Dear Gossips,   

Spoiler alert…

Succession ended as it should have – and was there any doubt? By giving us not what we wanted but what we need. Which is why at the 45 minute mark, when Kendall, Roman, and Shiv are in the kitchen, laughing together, smiling at one another, being affectionate with one another, a scene that the audience spent four seasons “wanting”, we also all knew that we would pay for it with what we would eventually “need”. 

 

On Succession, a moment like that will cost you. After all, haven’t we already been told, and by someone who is carrying it, that “the poison drips through”? Power is the poison. The pursuit of it is what brings on the punishment, both for the characters on Succession and for those of who are watching. 

If you were Team Kendall, you paid the price in the final episode when he did what he did to Roman. It was a toxic embrace, the kind of embrace his father specialised in – cruelty disguised as affection. You have enabled a murderer and an abuser. If you were Team Roman, you ended where it began, congratulations you just backed a total waste of time. Roman isn’t free just because he finally admitted that it and they were all “bullsh-t”. Roman has to live with the truth that everyone was right about him all along: he couldn’t do it. And there definitely isn’t any freedom for Team Shiv because if you were Team Shiv, well, she said goodbye to her “dear, dear world of a father” to living in the world of another man, this time her husband.
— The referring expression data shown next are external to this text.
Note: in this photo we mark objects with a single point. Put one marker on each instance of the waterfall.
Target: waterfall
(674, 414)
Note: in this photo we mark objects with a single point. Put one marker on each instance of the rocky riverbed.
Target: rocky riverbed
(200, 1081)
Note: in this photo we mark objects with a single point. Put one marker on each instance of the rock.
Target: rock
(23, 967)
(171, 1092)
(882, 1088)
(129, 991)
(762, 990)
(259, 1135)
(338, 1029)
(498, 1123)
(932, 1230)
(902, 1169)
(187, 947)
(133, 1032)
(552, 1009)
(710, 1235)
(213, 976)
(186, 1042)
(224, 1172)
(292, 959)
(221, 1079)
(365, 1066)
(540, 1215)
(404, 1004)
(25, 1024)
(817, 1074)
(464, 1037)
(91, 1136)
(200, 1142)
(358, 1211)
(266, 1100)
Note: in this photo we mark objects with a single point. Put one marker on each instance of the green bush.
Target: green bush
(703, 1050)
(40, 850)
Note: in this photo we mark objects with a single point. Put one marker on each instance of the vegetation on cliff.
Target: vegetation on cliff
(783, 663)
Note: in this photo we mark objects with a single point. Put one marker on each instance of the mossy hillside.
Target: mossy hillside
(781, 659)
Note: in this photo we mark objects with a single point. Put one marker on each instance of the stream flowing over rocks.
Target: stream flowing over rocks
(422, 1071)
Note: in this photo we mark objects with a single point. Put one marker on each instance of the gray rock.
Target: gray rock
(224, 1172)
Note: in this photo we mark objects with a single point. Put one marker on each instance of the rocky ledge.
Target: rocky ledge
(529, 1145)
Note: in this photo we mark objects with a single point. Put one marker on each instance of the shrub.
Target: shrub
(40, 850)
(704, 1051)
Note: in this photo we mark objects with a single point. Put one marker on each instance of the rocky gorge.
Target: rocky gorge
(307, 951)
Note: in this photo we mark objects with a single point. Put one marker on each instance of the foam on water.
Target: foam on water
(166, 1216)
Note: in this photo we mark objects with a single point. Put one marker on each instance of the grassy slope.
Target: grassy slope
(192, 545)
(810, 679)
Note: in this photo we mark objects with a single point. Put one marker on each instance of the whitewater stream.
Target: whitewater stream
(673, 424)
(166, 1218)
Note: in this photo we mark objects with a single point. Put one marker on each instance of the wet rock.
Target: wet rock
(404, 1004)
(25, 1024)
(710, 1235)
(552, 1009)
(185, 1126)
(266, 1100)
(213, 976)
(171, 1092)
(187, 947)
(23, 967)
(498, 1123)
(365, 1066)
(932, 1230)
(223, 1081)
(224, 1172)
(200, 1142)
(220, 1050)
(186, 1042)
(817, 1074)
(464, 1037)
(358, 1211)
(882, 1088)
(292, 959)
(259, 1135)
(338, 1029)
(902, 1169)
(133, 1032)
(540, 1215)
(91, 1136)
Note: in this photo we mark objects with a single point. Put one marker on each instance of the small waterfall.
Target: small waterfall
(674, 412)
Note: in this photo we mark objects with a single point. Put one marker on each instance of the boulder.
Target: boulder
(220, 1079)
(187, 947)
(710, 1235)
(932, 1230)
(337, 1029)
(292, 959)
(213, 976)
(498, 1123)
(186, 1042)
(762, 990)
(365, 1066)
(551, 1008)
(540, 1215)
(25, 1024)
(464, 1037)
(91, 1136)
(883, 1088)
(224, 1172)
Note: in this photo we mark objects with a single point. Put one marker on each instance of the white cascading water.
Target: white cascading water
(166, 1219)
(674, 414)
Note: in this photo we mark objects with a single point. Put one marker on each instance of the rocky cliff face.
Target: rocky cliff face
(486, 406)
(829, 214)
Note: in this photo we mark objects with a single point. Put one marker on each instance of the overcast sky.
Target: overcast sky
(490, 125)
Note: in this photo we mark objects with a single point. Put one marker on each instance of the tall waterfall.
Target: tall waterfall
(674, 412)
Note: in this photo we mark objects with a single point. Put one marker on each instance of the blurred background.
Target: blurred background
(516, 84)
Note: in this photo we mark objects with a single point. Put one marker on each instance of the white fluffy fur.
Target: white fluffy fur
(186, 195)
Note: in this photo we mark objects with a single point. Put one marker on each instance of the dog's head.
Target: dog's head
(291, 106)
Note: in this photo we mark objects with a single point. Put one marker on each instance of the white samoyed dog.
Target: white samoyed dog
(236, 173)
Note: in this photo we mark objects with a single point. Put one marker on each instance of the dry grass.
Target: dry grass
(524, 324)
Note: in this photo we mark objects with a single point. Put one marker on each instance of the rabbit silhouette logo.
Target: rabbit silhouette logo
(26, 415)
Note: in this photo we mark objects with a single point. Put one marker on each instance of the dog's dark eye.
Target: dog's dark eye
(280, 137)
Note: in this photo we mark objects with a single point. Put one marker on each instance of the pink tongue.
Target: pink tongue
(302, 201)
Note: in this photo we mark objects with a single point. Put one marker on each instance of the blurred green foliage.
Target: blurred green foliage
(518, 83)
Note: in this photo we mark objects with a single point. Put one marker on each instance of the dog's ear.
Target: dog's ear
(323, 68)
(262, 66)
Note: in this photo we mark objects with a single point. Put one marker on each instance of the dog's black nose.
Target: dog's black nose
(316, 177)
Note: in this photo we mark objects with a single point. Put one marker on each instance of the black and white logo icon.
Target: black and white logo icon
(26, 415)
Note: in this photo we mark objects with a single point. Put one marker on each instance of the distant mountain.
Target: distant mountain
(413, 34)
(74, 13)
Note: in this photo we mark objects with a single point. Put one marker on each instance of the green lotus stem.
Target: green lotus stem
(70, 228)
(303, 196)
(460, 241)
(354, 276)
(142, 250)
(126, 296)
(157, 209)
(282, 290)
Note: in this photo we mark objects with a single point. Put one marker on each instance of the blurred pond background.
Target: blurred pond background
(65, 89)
And it used to be that Tom lived in her world.

 

Now the upper hand belongs to him. 

 

Have you seen this? 

 

This is why names are important. This is why AI will never be able to do what writers do. 

But does that really mean Tom Wambsgans is really the winner? Depends how you define winning. Tom Wambsgans’s superpower is pain endurance and cocksucking the right cock. Tom won by figuring out whose abuse he could take to the top and whose dick he would keep sucking. In this case, it’s the dick of the man who just told him he wanted to f-ck his wife. So, sure, take that as a victory but winning was never the point of Succession. The point of Succession, the “need” of Succession, was always, always came down to this: there are no heroes here. And if the audience wanted it, in other words, if the audience was looking for a hero among these losers, seeking power in this tragedy, well, it would make a fool out of you. This is why this series will go down as one of the very best. Succession never forgot itself.